Signed Klee in black ink at the lower left.
Dated and numbered 1925 n.3 and titled Nacht-Eindruck einer südlichen Stadt by the artist in the lower margin.
301 x 226 mm. (11 7/8 x 8 7/8 in.) [image]
411 x 326 mm. (16 1/8 x 12 7/8 in.) [mount]
This drawing is dated early in 1925, and must reflect Paul Klee’s memories of his trip to Sicily the previous summer. Colour is extraneous in this nocturnal view of a southern town, which depicts the anonymous village in rich detail, with an arrangement of delicately washed grisaille tones applied in small, tesserae-like blocks verging on pointillism. Although drawn in the artist’s Weimar studio rather than on the spot, the use of a mosaic-like technique in this drawing could well reflect Klee’s exposure to the rich mosaics of the churches of Palermo and nearby Monreale.



The same grisaille technique is also seen in only one other major work on paper of 1925; a pen and ink wash drawing entitled 'Kind im Asterngarten' (Child in the Aster Garden), formerly in a Swiss private collection, which appeared at auction in 1990 and 1995.



This drawing was exhibited by Klee’s dealer in Munich, Hans Goltz, shortly after it was drawn in 1925, at Goltz’s gallery in Munich, the Galerie Neue Kunst. The artist had signed a three-year contract with Goltz shortly after leaving military service in 1919, an arrangement which was renewed in 1922.

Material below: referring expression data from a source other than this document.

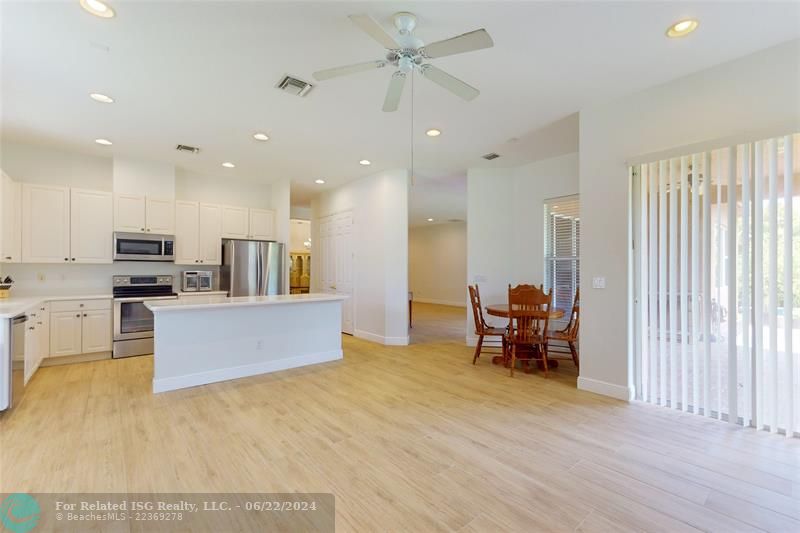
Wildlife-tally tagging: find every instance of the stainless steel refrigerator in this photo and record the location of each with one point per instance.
(251, 268)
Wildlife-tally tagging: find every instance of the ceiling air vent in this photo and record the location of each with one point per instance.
(187, 148)
(294, 86)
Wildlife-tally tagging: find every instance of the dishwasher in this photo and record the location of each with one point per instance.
(12, 384)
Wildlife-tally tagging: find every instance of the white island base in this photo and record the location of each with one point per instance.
(200, 342)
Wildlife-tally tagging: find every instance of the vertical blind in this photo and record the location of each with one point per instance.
(562, 249)
(717, 285)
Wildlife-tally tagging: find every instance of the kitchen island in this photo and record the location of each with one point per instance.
(200, 341)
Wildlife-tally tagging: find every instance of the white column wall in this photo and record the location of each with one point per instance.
(379, 203)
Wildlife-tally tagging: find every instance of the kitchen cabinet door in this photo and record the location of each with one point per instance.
(235, 222)
(262, 224)
(210, 243)
(96, 331)
(45, 224)
(160, 216)
(187, 232)
(129, 213)
(11, 221)
(91, 223)
(65, 333)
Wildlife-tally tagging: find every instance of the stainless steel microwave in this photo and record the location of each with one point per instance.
(143, 247)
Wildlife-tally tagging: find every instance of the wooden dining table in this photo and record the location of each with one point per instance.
(501, 310)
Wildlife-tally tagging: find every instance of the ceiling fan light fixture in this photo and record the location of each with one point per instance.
(682, 28)
(97, 8)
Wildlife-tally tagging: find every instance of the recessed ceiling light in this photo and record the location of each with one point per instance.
(102, 98)
(682, 28)
(97, 8)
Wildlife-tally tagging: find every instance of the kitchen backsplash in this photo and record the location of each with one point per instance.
(55, 279)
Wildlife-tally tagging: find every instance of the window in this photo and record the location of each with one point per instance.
(562, 225)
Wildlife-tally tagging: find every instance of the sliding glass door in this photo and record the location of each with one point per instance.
(717, 283)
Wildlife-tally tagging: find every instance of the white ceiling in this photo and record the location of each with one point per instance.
(203, 73)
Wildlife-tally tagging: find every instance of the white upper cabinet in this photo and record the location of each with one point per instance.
(187, 232)
(209, 248)
(262, 224)
(198, 230)
(235, 223)
(45, 224)
(129, 213)
(11, 221)
(160, 216)
(91, 219)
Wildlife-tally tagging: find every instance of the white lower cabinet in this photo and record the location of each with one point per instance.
(80, 326)
(65, 333)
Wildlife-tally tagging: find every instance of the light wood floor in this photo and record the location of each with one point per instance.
(407, 438)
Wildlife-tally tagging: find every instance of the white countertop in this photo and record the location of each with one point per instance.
(187, 304)
(16, 305)
(202, 293)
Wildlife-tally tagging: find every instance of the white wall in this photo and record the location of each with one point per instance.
(437, 263)
(40, 164)
(505, 224)
(380, 239)
(136, 176)
(218, 189)
(299, 232)
(757, 93)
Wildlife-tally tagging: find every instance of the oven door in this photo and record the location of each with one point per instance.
(132, 320)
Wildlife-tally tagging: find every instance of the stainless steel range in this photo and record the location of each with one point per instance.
(133, 322)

‘Klee was a gardener in a little piece of paradise. Under his direction his charges blossomed beautifully, full of harmony and grace. His motifs seem to develop with consummate ease, almost – it would seem – of their own accord, and whatever basic note he strikes, his colours contrast in such a way that their sound blends in inevitable harmony. Even when he compresses his pictorial resources to the utmost, he never slips into anything uncontrolled or random. Klee formulates subtly sensitive offerings for the viewer’s eye, offerings so cautious and gentle that they readily elide consumption in this day and age. Paul Klee’s art demands undivided attention – and it is also capable of opening ones eyes to something that lies beyond the image itself.’ (Roland Doschka)

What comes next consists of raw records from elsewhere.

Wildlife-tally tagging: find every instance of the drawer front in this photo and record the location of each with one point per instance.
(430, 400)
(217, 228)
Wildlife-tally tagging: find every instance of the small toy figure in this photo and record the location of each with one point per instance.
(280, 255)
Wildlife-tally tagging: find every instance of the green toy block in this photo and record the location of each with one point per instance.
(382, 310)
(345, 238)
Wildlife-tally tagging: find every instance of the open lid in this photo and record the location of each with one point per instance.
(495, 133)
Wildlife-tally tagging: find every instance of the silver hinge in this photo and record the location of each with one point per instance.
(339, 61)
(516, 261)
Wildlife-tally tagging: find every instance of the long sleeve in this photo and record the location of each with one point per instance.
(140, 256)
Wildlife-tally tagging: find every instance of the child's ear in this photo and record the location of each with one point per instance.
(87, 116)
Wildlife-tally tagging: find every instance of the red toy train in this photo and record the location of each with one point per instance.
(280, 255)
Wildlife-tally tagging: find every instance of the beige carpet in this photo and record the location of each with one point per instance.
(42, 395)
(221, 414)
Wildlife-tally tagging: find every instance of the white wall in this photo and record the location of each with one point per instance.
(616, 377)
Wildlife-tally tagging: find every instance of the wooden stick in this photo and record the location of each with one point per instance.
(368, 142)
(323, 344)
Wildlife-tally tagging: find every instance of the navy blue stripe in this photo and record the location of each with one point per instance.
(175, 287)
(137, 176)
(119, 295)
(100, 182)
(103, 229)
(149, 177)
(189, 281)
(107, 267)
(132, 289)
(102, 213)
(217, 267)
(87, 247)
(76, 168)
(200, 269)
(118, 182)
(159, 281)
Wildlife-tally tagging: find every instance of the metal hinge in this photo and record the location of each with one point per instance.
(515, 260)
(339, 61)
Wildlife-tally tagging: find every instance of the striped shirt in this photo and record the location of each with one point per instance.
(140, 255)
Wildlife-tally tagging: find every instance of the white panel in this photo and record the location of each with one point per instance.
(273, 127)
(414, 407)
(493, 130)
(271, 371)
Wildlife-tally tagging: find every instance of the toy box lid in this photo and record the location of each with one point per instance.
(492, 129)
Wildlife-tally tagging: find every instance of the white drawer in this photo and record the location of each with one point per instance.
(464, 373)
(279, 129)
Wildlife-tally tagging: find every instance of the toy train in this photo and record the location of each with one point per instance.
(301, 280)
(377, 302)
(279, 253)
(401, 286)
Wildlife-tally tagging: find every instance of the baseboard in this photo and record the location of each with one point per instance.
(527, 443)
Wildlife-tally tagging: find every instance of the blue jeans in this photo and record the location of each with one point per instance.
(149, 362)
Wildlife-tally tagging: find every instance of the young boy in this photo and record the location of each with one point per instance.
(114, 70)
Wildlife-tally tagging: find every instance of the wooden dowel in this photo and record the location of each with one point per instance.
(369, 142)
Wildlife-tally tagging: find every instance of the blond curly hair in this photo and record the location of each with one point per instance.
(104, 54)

A painter, draughtsman and writer, Paul Klee was born near Bern and studied in Munich under Franz von Stuck. His first independent works date from around 1903, and three years later he settled in Munich, where he met Wassily Kandinsky and became a member of the Neue Künstlervereinigung (New Artist’s Association) and the Blauer Reiter (Blue Rider) group. He had his first one-man exhibitions at Herwarth Walden’s Berlin gallery Der Sturm in March 1916 and February 1917, the success of which established his reputation. Shortly after leaving military service in 1919, Klee signed an exclusive sales contract with the Munich dealer Hans Goltz. In May and June of 1920 Goltz mounted the first substantial exhibition of Klee’s work in his Galerie Neue Kunst in Munich. This was followed in 1923 by another major exhibition of Klee’s work, numbering 270 works, at the Nationalgalerie in Berlin. Appointed to a teaching post at the Bauhaus in Weimar in 1920, Klee continued to work there with the move of the school to Dessau in 1925.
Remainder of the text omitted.